Projet de Centrale électrique à Malicounda : La Senelec accusée de bloquer les indemnisations promises

Par Alioune Badara CISS (Correspondant) –
Plus d’un an après la signature d’un accord historique sur les indemnisations liées à la Centrale électrique de Malicounda, la Senelec n’a toujours pas débloqué sa part de financement. Une situation que dénoncent avec force les Personnes affectées par le projet et l’Ong Lumière synergie pour le développement (Lsd), qui les accompagne dans leur quête de justice. Elle a clôturé, hier à Saly, un atelier de stratégie entre les communautés affectées par les projets financés par la Banque africaine de développement (Bad).

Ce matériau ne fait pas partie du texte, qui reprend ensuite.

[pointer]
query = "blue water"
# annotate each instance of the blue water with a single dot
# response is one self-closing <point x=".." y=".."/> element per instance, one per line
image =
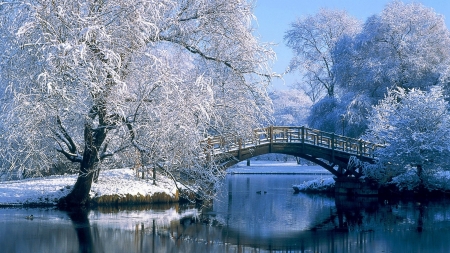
<point x="253" y="213"/>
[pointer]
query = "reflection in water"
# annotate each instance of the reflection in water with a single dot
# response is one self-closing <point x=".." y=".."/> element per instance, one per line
<point x="242" y="219"/>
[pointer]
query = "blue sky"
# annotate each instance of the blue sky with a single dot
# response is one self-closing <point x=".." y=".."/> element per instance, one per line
<point x="274" y="17"/>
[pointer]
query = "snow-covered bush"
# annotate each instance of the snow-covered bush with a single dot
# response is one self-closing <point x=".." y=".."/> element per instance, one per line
<point x="414" y="125"/>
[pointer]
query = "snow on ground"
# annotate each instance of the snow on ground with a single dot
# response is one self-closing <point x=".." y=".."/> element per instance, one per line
<point x="123" y="181"/>
<point x="49" y="189"/>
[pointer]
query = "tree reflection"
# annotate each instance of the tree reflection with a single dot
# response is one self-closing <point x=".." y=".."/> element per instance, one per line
<point x="80" y="222"/>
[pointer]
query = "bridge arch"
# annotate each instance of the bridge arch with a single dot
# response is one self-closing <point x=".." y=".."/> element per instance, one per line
<point x="325" y="149"/>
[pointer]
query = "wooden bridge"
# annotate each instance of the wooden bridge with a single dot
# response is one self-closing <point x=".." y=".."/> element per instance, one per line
<point x="329" y="150"/>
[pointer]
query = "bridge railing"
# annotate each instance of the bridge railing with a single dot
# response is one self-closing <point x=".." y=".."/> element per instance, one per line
<point x="304" y="135"/>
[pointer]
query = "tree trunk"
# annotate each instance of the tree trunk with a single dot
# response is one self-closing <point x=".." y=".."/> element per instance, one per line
<point x="79" y="196"/>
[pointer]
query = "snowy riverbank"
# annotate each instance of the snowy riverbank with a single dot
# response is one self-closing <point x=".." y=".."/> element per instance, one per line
<point x="119" y="185"/>
<point x="122" y="187"/>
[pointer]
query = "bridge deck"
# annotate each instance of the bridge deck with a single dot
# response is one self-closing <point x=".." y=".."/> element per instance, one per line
<point x="302" y="135"/>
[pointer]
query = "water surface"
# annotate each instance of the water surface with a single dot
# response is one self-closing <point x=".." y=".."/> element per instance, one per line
<point x="253" y="213"/>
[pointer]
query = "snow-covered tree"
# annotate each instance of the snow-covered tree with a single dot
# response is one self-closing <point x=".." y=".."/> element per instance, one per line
<point x="102" y="82"/>
<point x="406" y="45"/>
<point x="414" y="125"/>
<point x="291" y="107"/>
<point x="312" y="39"/>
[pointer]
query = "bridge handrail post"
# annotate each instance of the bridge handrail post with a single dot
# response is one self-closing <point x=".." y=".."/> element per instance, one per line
<point x="271" y="138"/>
<point x="332" y="147"/>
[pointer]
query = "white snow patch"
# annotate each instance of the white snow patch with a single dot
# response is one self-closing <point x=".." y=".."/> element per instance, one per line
<point x="48" y="190"/>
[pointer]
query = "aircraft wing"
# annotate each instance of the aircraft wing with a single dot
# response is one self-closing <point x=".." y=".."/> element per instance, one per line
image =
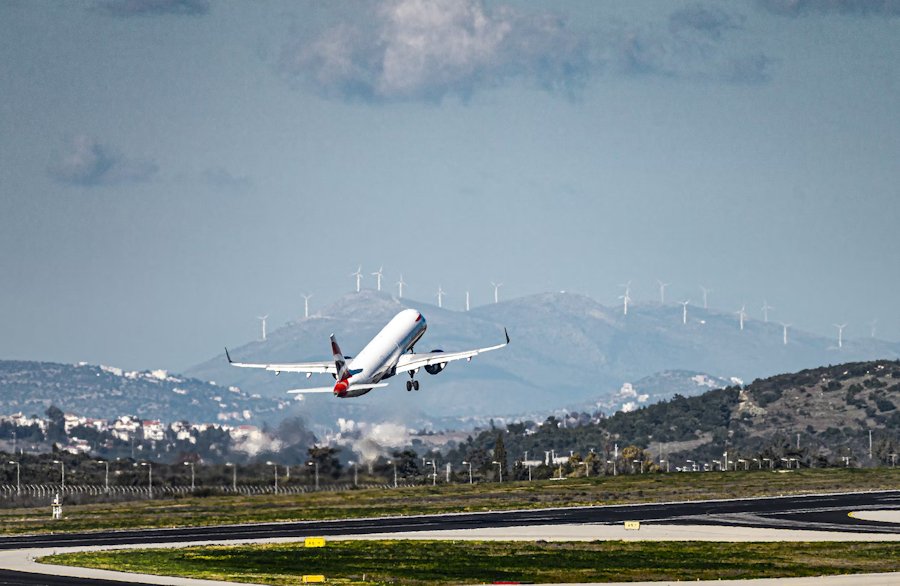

Le projet de centrale, mené dans le cadre d’un partenariat public-privé entre la Senelec et la multinationale Melec Power, concerne un terrain de 18 hectares dans la commune de Malicounda. Cette assiette foncière, acquise via la Senelec, a été partiellement cédée à Melec Power pour la construction de l’infrastructure. «Ces terres appartenaient à 23 familles. Le processus n’a pas respecté les normes environnementales et sociales de la Banque africaine de développement (Bad), qui finance pourtant le projet», alerte Aly Mari Sagne, directeur de l’Ong Lsd.
En 2021, les Personnes affectées par le projet (Pap) ont saisi l’Ong, qui entame avec elles une procédure de médiation. Celle-ci aboutit, en décembre 2023, à un accord impliquant Melec Power, la Senelec et les Pap. Le document prévoit un programme de restauration des moyens de subsistance, financé à hauteur de 128 millions de francs Cfa dont 62, 4 millions francs Cfa par Melec Power et 53 millions par la Senelec.
Aujourd’hui, seule la multinationale Melec Power a respecté ses engagements à hauteur de 22% du montant promis. «En revanche, la Senelec n’a toujours pas levé le plus petit doigt. Deux courriers sont restés sans réponse. Cela fait plus de six mois qu’on nous promet un chèque qui ne vient pas», s’indigne Aly Mari Sagne. Il interpelle directement le Directeur général de la Senelec, Pape Toby Guèye. «Dans un autre projet à Sendou, la Senelec a débloqué un milliard de francs Cfa. Pourquoi refuse-t-elle ici de libérer une enveloppe de 53 millions ? C’est ridicule, scandaleux et totalement irresponsable», déplore-t-il.
Les représentants des Pap, eux aussi, dénoncent un mépris inacceptable. «Nous avons été dupés», affirme Alioune Faye, président des Pap de Malicounda. «Après un an de négociations, un protocole a été signé. Le paiement devait débuter en janvier 2024. Mais jusqu’ici, rien. Une entreprise étrangère tient parole, alors que notre propre société nationale nous tourne le dos», fustige M. Faye.
Quant à Assane Kane, un autre représentant des Pap, il fustige également l’attitude du Dg de la Senelec. «Nous avons écrit, mais il garde le silence. C’est un manque de respect total. La moindre des choses, c’est de répondre aux citoyens. S’il ne veut pas écouter les populations, nous irons plus haut, au président de la République ou au Premier ministre», avertit M. Kane. Les communautés concernées rappellent que leurs terres ne sont pas de simples espaces cultivables, mais un héritage ancestral. «Ce que nous revendiquons n’est pas un caprice. C’est un droit», martèle Alioune Faye.
Alors que la Centrale de Malicounda poursuit ses activités, les familles impactées, elles, attendent toujours réparation. Face à ce blocage, les regards se tournent désormais vers les autorités gouvernementales pour faire respecter les engagements pris.
Interpellé, un des responsables de la Senelec en charge de cette zone abritant le projet a dit n’avoir aucune information relative à ce dossier. Sur la base d’un mail qui lui a été envoyé, il devrait nous revenir. Mais jusque tard dans la soirée, aucune suite.